Ele também destacou a crescente incerteza nos mercados financeiros, com sua consequência no setor de seguros, além a transformação social impulsionada pelas mudanças tecnológicas, nas quais a pandemia tem atuado como um catalisador. O quarto fator são as mudanças na forma como trabalhamos, refletidas, especialmente no trabalho remoto, com suas vantagens e riscos associados, como o aumento dos ataques cibernéticos.

Por último, ele salientou a necessidade de intervenção do regulador para abordar questões tão importantes quanto o risco pandêmico em si. “Diante de situações inesperadas e imprevistas como as que estamos vivenciando, soluções público-privadas eficazes podem ser colocadas em operação em benefício da sociedade. A explosão de uma pandemia como a que vivemos enquadra-se perfeitamente nesse cenário para voltarmos a trabalhar nesse tipo de colaboração”, destacou Francisco Marco Orenes.

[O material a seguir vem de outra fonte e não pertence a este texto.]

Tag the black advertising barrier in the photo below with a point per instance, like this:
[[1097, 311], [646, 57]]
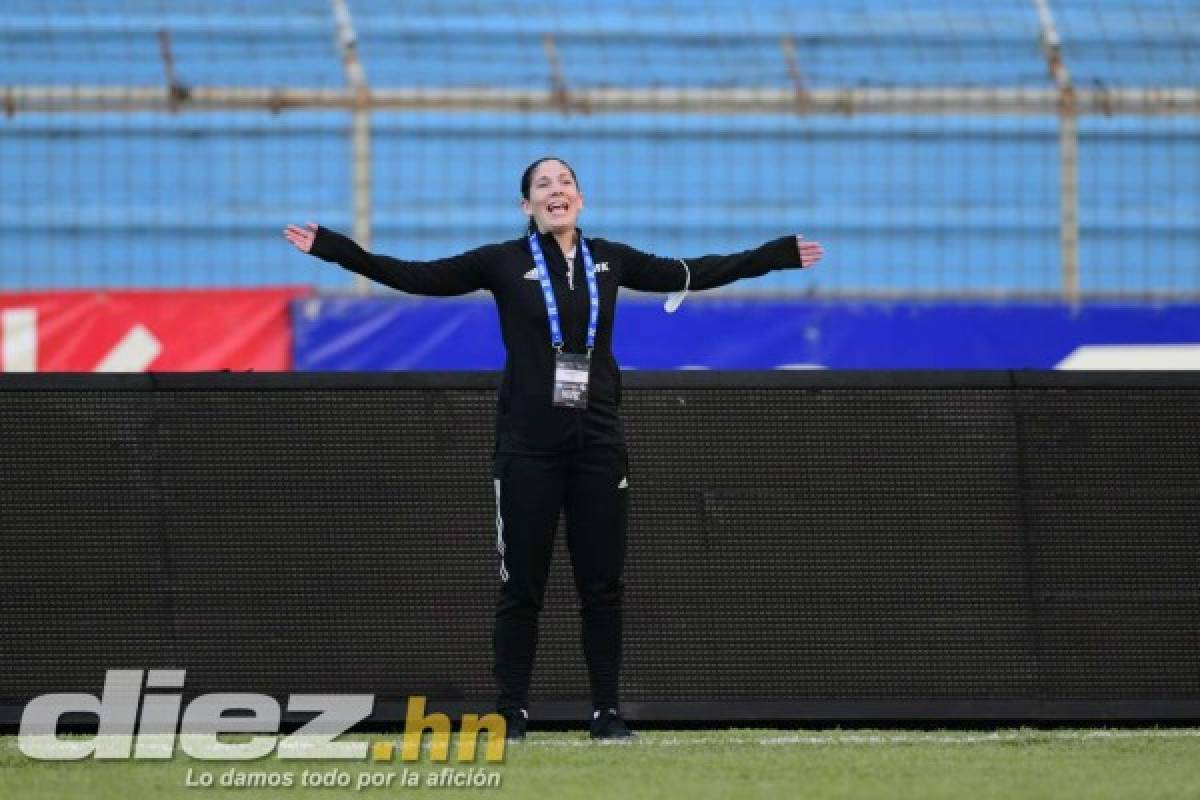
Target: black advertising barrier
[[803, 545]]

Em seu discurso, Bosco Francoy, CEO da MAPFRE Global Risks, ofereceu algumas dicas sobre o atual contexto socioeconômico global e seu impacto no mercado segurador, bem como a proposta de valor da MAPFRE Global Risks no novo ambiente. Além disso, ele avançou a nova iniciativa estratégica em que atua a unidade de negócios, nos Programas Globais de Participação nos Lucros para Funcionários, para cujo desenvolvimento “será usado o conhecimento desenvolvido pela Unidade Global Risks na gestão de outros programas internacionais nas linhas de negócio Vida, Saúde e Acidentes”, afirmou Bosco Francoy.

 

Prêmio Internacional de Excelência em Gestão de Riscos

A Sigdo Koppers recebeu o Prêmio Internacional de Excelência em Gestão de Riscos para o período 2019-2021, concedido pela MAPFRE GLOBAL RISKS, como reconhecimento por sua cultura de prevenção e gestão de riscos. Esta é a segunda edição desse prêmio, que pretende ser uma referência no setor de seguros para grandes riscos. O prêmio reconhece o trabalho, as políticas e a cultura de gestão, prevenção e proteção de risco realizado pela Sigdo Koppers, um grupo de negócios chileno, fundado em 1960, com operações nos cinco continentes.

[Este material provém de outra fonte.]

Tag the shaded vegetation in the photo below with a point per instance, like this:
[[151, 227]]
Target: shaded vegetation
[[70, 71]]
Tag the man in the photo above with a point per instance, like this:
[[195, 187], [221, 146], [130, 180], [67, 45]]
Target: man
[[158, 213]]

As medidas de prevenção de ataques cibernéticos, os desafios das grandes empresas latino-americanas no ambiente atual, as tendências do mercado espanhol de grandes riscos, o aperto do mercado segurador, o impacto das catástrofes de médio porte na indústria, são os temas centrais debatidos na 27ª edição das Jornadas Internacionais Global Risks, realizada entre os dias 9 e 10 de junho.